The earliest documented existence of Trabocchi dates back to the 18th century, but it probably goes back to Phoenician times. “What is sure is that they were invented by farmers and not by fishermen…. ‘La fame spinge il lupo fuori dalla tana!’(hunger forces a wolf out of his den,) so our ancestors understood that when the crop was poor, they could also harvest the ‘fruits of the sea’ and came up with a system that was safe and easy for them.”
The trabocco, is a platform, usually built using beams of oak, spruce and Aleppo pine. It is connected to the coast by a bridge, and is characterized by long arms called antenne. These antenne stretch out, suspended some meters above the sea and support a narrow-meshed net called trabocchetto (trap). The fishermen retrieve the fish from the bottom of the net while it is still lying in the water using a long sieve like a scoop.
Before World War II, 4 to 5 families could live on the catch from a trabocco. Now these structures have simply become a cultural symbol of the area with no economic function save as a tourist attraction. Many however, have become restaurants that welcome curious guests or simply those who are pescetarians and love a good meal of freshly caught fish.
It was well past midday when we were seated, a group of 11 of us, at a long rustic table, on the Trabocco Pesce Palombo. On the old timber wall at the entrance, pictures of various movie stars and other celebrities proclaimed its already well-established reputation.

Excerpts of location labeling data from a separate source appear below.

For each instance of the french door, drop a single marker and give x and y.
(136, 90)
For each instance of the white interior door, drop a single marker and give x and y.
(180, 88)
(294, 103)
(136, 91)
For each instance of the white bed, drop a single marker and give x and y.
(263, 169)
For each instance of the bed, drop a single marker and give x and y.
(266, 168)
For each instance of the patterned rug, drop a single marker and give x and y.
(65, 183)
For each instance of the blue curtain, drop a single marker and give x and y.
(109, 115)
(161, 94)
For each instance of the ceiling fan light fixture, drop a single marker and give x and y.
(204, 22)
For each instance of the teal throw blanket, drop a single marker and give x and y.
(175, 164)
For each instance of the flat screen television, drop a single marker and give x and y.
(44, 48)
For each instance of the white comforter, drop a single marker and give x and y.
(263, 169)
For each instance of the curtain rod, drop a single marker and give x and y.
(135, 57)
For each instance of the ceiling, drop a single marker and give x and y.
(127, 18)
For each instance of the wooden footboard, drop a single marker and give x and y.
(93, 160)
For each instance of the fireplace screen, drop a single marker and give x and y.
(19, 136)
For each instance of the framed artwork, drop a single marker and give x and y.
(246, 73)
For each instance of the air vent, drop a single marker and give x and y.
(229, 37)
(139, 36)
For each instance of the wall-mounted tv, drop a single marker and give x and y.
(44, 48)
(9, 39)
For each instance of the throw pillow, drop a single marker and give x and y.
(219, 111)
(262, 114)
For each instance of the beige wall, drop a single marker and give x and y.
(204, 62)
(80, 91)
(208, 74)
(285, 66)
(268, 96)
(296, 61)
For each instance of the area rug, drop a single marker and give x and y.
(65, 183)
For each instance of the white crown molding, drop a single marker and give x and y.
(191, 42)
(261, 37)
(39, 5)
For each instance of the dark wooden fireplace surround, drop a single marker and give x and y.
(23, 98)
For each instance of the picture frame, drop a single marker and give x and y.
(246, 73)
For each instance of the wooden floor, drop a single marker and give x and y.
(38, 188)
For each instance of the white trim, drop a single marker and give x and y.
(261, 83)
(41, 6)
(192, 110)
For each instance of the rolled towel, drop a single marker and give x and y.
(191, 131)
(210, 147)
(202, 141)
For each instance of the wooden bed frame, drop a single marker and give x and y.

A refreshing and salty breeze caught at my nostrils. Looking out to the sea a white bird perched on one of the antennae jutting out from the palafitta we sat on. I couldn’t resist the click of my camera to capture the attentive watch of this bird over the cast nets. The backdrop of a perfect azure sky completed the image I had created in my head of sitting aboard the Jolly Roger, a bird sitting on the bowsprit—the spar extending forward from the vessel’s prow, and Captain Cook ready to give the order to set sail.
The order I heard muffled in the background of my musings was the voice of one of our men telling us to take our seat as the fish was ready to be served. Soon, out came paper cones filled with delicately fried Adriatic anchovies (Cartoccio di Alici), shrimp with broad beans, (Gamberi con Fave), mackerel with cherry tomatoes and olives (Sgombro di pomodorini e olive), Pamlombo fish with saffron and aubergines (Pesce Palombo, zafferano e melanzane); and this was just the antipasto!
The Primi, no less exotic-sounding were a medley of flavours from the sea and colours of of this coastal region. They were bountiful and varied, and kept coming until we pleaded defeat and asked to be spared from the dessert.
A plate of ‘bocconotti’, Abruzzo’s seductive rustic little morsels, with their scalloped buttery shells and a lovely chocolate and nut filling cocooned within, somehow made their way to our table.
We ate abundantly that day, together, at a long table on a “trabocco”, being gently rocked by the rhythmic pulse of the Adriatic. We laughed, and spoke much too loudly; kept repeating the mantra of “what a beautiful place”, and finally, spent and satiated, we toasted with an amaro to friendship.